QUESTIONE DI PERFORMANCE. Quando la informarono che Planned Parenthood stava progettando di aprire a Houston un’imponente clinica di sette piani su 26 mila metri quadrati con un intero piano destinato presumibilmente ai servizi medici e abortivi, Abby aveva già capito molte cose: «Mi resi conto che si sarebbe trattata della clinica più grande a livello nazionale, per la quale si era anche fatta richiesta di una speciale licenza chirurgica ambulatoriale che avrebbe permesso di praticare aborti tardivi fino a 24 settimane». Più l’aborto veniva ritardato più costava: dai 3 mila ai 4 mila dollari circa. I manager di Planned Parenthood chiesero esplicitamente ad Abby di aumentare le entrate provenienti dagli aborti, e quindi il numero degli “interventi”. A tutto questo stava pensando Abby il giorno in cui venne chiamata a reggere una sonda.

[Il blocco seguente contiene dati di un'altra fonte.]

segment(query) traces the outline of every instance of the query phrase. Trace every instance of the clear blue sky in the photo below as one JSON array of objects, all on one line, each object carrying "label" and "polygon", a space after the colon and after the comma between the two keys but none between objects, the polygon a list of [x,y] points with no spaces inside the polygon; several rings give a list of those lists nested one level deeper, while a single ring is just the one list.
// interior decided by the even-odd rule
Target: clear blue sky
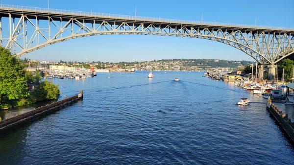
[{"label": "clear blue sky", "polygon": [[[3,4],[47,7],[48,0],[2,0]],[[294,0],[50,0],[50,8],[294,28]],[[106,35],[53,44],[23,56],[38,60],[119,62],[171,58],[252,60],[223,44],[204,39],[145,35]]]}]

LA CONVERSIONE. Otto anni prima, alla fiera del volontariato in università, arruolandosi in Planned Parenthood, Abby aveva preso una posizione che credeva ardentemente giusta, era convinta che quello fosse il suo posto, che da lì potesse fare la differenza, fare del bene a sé e a chi aveva bisogno. Poi entrò in quella sala operatoria e finalmente aprì gli occhi. Non solo su quel prezioso bambino non ancora nato e sacrificato violentemente “in buona fede”, ma sulla trappola in cui era caduta, la trappola di Planned Parenthood: «Allineandomi a un’organizzazione che praticava gli aborti, mi ero condannata a fare proprio ciò che dicevo di voler ridurre». Quello che accadde dopo è una lunga storia di conversione e passione: la storia di una donna che finì in tribunale per difendere davanti a una corte il proprio cambiamento, la verità a cui era approdata spogliandosi di tutto quello che aveva guadagnato, costruito, professato. E vale davvero la pena di leggere fino alla fine questa storia, leggere cosa accadde dopo quel giorno – quell’orribile, devastante, sorprendente e illuminante giorno – in cui Abby passò per sempre al lato giusto della barricata.